Sí, aunque resulte difícil creerlo, hay vida en la no-ficción después de El infinito en un junco, el ensayo de Irene Vallejo que llegó a Siruela con un pan debajo del brazo (en la editorial de la calle de Almagro ya habían tenido otra reciente experiencia con Imperiofobia y leyenda negra, de María Elvira Roca Barea, 27 ediciones) y catapultó a su gentil autora —que tuvo el talento de contar de modo diferente, y en el momento nostálgico apropiado, lo que ya se había contado— al olimpo de la fama y de los opinadores más disputados. Los editores españoles siguen apostando por la no-ficción, incluso inventándose series de encargo.
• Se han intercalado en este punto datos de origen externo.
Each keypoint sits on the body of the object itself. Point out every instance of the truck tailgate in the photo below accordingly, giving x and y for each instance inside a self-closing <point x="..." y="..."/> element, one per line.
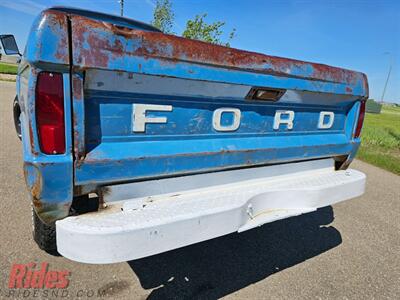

Jordi Canal es el director de la colección La España del siglo XX en Siete Días (ESXX7D), un proyecto apadrinado por Taurus en el que se elige un día, un mes y un año concreto cuya focalización resulte significativa (“no todos los días son iguales”, reza el motto de la serie) para expresar las ansiedades, problemáticas e ilusiones del momento y de quienes lo protagonizaron o encarnaron. Por supuesto, este tipo de ensayos de vocación más o menos transversal ya se conocía anteriormente: hace unos años, la mirada “concentrada” abarcaba algo más dilatado que la semana en la que se centra la ESXX7D; recuerden, por ejemplo, 1913. Un año hace cien años, de Florian Illies (Salamandra), uno más en una fecunda moda editorial en la que se tomaba como objeto un año en que cristalizaba determinado Zeitgeist.

La serie de Taurus se concentra en un siglo XX “largo”(1898-2004) y hasta la fecha solo han aparecido los dos primeros volúmenes: 23 de febrero de 1981: el golpe que acabó con todos los golpes, de Juan Francisco Fuentes, que aún no he podido leer, y el estupendo 17 de diciembre de 1927: el triunfo de la literatura, del maestro José-Carlos Mainer, focalizado en el acto de homenaje a Góngora en el Ateneo sevillano, considerado el acto fundacional de lo que sería la generación del 27.

En las próximas semanas o meses se publicarán los otros cinco, a cargo de historiadores como Tomás Pérez Vejo (3 de julio de 1898), Pilar Mera (18 de julio de 1936), Antonio Rivera (20 de diciembre de 1973; asesinato de Carrero Blanco), Jordi Canal (25 de julio de 1992; Juegos Olímpicos de Barcelona) y Mercedes Cabrera (11 de marzo de 2004; masacre terrorista en Madrid). Una serie, sobre el papel, para tener muy en cuenta.